RE: Explaining why we use RDF instead of just XML

> I think everything that can be represented with xml can be represented
> with rdf but not the other way round. Or is there a way in plain xml to
> express a circular relation like "john dislikes peter and peter
> dislikes john"?

Yes. For one thing the set of valid RDF/XML documents is of course a subset
of the set of valid XML documents, so the fact that it can be done in
RDF/XML proves that something can be done in XML. Whether it can be done in
"plain" XML depends on what you mean by "plain".

There are some things that can be expressed in RDF that can't be expressed
in RDF/XML (or are those issues resolved since by last proper reading of the
specs). However an XML format that found a way of expressing them wouldn't
be impossible.

The real difference is that RDF has a greater degree of meaning outside of
the application a given document was created by/for.

To compare deliberately inscrutable examples the XML snippet:

<aaa><bbb>yyy</bbb><ddd><eee fff="xxx"/></ddd></aaa> means absolutely
nothing (and to a machine there is precious little difference between
"<bbb>" and "<price>" or "<name>").

The same treated as RDF/XML means little also.
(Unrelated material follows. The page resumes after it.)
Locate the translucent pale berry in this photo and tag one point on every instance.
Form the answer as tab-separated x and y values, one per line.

However we have at least an
idea of how the structure is meant to be interpreted.
RDFS, DAML+OIL or OWL could give us the ability to learn that these unknown
elements are the same as, or related to, elements we do know, and hence
entail statements that are meaningful to us.

They also give us a good way to expand on the above and know how we can fit
our new wonderful <rrr> element that we've come up with where applications
would expect an <eee> (again to the machine there is precious little
difference in "<eee/><rrr/>" and "<user/><advancedUser/>").